Once the free chlorine has done its work, it is no longer free chlorine — it is converted to combined chlorine, or chloramines. To remember what combined chlorine is, think that once free chlorine COMBINES with a contaminant, it converts to COMBINED chlorine.
Combined chlorine doesn’t do anything but sit around and give off that chlorine smell people complain of, and it can cause itchy skin, burning eyes and decreased sanitizer efficacy. When you walk into a public pool and smell the chlorine or feel your eyes burn and think, “Wow, they have a lot of chlorine in the water,” the opposite is true. They have a lot of used-up (combined) chlorine in the water doing nothing. Do not confuse chlorine odors with an excess of chlorine. A properly maintained spa will not have any combined chlorine and regardless of how high the free chlorine reading may be, won’t smell at all like chlorine.
Total chlorine
Total chlorine is the sum of combined chlorine and free chlorine. We teach people to remember this as TOTAL chlorine being the TOTAL of combined and free chlorine.
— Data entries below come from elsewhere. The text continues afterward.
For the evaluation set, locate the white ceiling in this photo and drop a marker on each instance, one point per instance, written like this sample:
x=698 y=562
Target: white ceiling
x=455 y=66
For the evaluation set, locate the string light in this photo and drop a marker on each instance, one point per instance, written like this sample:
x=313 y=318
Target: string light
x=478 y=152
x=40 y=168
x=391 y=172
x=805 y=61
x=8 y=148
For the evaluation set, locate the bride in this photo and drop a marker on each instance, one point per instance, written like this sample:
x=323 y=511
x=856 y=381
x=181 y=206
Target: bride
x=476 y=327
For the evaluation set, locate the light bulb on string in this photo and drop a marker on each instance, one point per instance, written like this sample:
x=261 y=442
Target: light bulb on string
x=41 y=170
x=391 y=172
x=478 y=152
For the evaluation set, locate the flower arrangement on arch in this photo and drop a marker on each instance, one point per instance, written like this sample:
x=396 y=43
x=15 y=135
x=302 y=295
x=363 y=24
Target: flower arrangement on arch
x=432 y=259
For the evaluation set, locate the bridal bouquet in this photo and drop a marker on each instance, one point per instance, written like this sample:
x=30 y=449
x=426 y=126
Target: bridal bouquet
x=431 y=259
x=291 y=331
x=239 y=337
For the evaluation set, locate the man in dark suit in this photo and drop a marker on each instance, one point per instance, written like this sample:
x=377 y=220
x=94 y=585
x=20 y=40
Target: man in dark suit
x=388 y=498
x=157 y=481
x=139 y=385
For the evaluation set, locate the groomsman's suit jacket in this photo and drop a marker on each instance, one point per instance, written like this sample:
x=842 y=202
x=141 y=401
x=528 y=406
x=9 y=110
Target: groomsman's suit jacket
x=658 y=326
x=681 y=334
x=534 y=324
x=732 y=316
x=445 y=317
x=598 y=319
Customers, and a few in the industry, get confused and believe total chlorine is an important reading — and it can be — but on its own, it doesn’t tell you anything. You need to subtract the free chlorine reading from it to determine the combined chlorine level. To demonstrate, here are a few sample readings and calculations, all showing total chlorine as 10 ppm:
Total chlorine | 10 ppm |
Minus free chlorine | – 0 ppm |
Equals combined total chlorine | 10 ppm |
Total chlorine | 10 ppm |
Minus free chlorine | – 10 ppm |
Equals combined total chlorine | 0 ppm |
Total chlorine | 10 ppm |
Minus free chlorine | – 6 ppm |
Equals combined total chlorine | 4 ppm |
Removing combined chlorine
Using chlorine will create combined chlorine, which can be harmful.
To remove combined chlorine, you need to add an oxidizing agent to the water in a large enough dose to break down the combined chlorine. Oxidizing agents include chlorine or nonchlorine shock.
Ideally, total chlorine should equal free chlorine, which means you have no combined chlorine. Our industry has varying recommendations as to how much combined chlorine should be present to necessitate shocking, with ranges from 0.2 to 0.75 ppm.
Many test strips don’t allow a customer to calculate combined chlorine, in which case recommending a weekly shock, and/or shocking if your client can detect chlorine odors, is a good practice.